Figure 8: Workflow for single image depth estimation model 3.3. MODELS USED

The extracted patches are trained with deep learning models which differ in network architecture. Among available networks, two models, CNN and GAN are used for training the stereo patches. Various studies have proved CNN to be suitable for image reconstruction tasks which makes it preferable for this depth estimation problem. Similarly, GAN has shown successful performance in image generation tasks. These two deep learning models are chosen to study their ability in single image depth estimation from UAV aerial images.

Most studies have tested these models on images taken at indoor or outdoor scenes taken at ground level like KITTI dataset. Using these models for aerial images introduces more complexity compared to images taken at ground level. In aerial view, the objects are very much far away from the point of view compared

(30)

to the ground level images. This makes the absolute disparity ranges to be very small as the depth from aerial view is large. Also, the images at ground level contain more objects and details compared to aerial view which makes the model learn more variations. In aerial perspective, most of the details get faded due to large distance from the camera and also the local variations between similar objects are difficult to identify.

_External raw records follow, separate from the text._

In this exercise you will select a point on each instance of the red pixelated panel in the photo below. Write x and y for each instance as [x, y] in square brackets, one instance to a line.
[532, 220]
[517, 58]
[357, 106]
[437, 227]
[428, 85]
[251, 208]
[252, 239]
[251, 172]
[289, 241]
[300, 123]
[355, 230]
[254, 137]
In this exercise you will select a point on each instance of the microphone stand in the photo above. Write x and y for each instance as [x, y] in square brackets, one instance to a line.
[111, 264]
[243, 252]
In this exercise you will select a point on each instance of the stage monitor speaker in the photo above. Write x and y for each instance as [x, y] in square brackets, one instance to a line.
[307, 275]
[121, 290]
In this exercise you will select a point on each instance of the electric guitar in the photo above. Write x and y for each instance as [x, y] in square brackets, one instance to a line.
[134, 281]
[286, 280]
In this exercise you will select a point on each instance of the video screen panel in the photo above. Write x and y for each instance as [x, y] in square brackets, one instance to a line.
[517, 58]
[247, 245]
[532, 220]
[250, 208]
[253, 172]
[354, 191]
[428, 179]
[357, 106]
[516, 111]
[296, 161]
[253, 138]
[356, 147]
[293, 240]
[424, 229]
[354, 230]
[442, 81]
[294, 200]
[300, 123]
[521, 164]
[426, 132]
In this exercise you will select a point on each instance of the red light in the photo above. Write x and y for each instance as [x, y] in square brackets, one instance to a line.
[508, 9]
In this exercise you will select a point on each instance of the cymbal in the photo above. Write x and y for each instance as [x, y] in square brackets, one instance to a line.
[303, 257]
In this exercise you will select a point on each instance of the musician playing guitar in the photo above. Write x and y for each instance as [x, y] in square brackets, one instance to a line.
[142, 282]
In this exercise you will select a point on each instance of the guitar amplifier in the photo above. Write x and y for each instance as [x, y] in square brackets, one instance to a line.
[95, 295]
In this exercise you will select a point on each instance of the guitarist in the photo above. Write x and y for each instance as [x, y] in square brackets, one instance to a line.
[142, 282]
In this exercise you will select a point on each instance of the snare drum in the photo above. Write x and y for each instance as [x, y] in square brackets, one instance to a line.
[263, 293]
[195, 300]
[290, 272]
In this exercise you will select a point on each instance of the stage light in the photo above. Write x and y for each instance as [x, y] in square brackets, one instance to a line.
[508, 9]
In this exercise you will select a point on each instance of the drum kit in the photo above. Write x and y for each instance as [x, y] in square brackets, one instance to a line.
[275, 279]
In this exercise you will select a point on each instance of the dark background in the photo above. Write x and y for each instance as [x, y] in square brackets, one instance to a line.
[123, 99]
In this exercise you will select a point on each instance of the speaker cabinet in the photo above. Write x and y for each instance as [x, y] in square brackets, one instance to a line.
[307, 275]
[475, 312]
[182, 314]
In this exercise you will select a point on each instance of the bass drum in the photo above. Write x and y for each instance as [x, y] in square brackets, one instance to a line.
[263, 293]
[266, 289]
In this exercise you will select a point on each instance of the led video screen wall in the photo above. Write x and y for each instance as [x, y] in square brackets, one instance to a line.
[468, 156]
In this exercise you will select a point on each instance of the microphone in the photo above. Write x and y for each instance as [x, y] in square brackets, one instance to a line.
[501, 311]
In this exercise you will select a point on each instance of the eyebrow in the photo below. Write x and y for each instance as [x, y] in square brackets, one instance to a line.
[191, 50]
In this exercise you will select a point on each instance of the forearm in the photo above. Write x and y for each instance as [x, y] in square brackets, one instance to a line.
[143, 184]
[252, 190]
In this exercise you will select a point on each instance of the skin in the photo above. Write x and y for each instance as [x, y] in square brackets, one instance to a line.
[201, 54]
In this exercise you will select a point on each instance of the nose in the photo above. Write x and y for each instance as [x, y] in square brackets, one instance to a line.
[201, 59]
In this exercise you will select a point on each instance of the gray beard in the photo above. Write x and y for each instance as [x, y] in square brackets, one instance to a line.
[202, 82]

Dual CNN proposed by Repala and Dubey, (2018) and MonoGAN proposed by Aleotti et al., (2018) has been used in this study for inter-comparison as their model produced better accuracy for the benchmark KITTI dataset. The models are modified to take into account the differences in the characteristics of the dataset. Based on the model results, GAN architecture is further modified to form the third model to increase model performance. X. Chen et al., (2016) suggested the use of mutual information (complementary cues) to increase the model performance calling it InfoGAN. There are two mutual information’s used in this study for improving the model performance, one is stereopairs to produce disparity and the other is gradient information. The architecture of the improved InfoGAN model with both mutual information is also explained below. The overall network architecture of the four deep learning models and the changes made for accommodating the UAV images are explained below. All models are executed in Python(3.6) using TensorFlow (1.15) platform.

3.3.1. CNN

The network architecture from Repala & Dubey, (2018) - Dual CNN model is shown in Figure 9. They utilised two CNN architectures each for left and right images. During the training phase, the left image is given as an input to left CNN (CNN-L) to produce left disparity and the right image is given as an input to right CNN (CNN-R) to produce right disparity. The left and right images are then reconstructed using bilinear sampling with the obtained disparity maps. For instance, the left disparity image, generated from the left CNN is warped with the right image to reconstruct the left image as output and similarly, the right disparity image, generated from right CNN is warped with the left image to produce a right image. The reconstructed left and right images are compared with the original input images to calculate the losses. The three types of losses used for comparison are, matching loss, disparity smoothness loss and left-right consistency loss for each CNN architecture. The loss terms will be calculated and back-propagated to improve network performance. This is the main structure of the Dual CNN with 6 losses (3 for the left image and 3 for the right image). Also, the dual network with 12 losses is proposed by modifying the left and right CNN to produce two output disparities from each CNN architecture. Repala & Dubey, (2018) trained the model with images from KITTI dataset covering outdoor scenes taken at ground level.

Figure 9. Dual CNN with 6 losses. Adapted from “Dual CNN Models for Unsupervised Monocular Depth Estimation”, by Repala & Dubey, (2018)., p.3.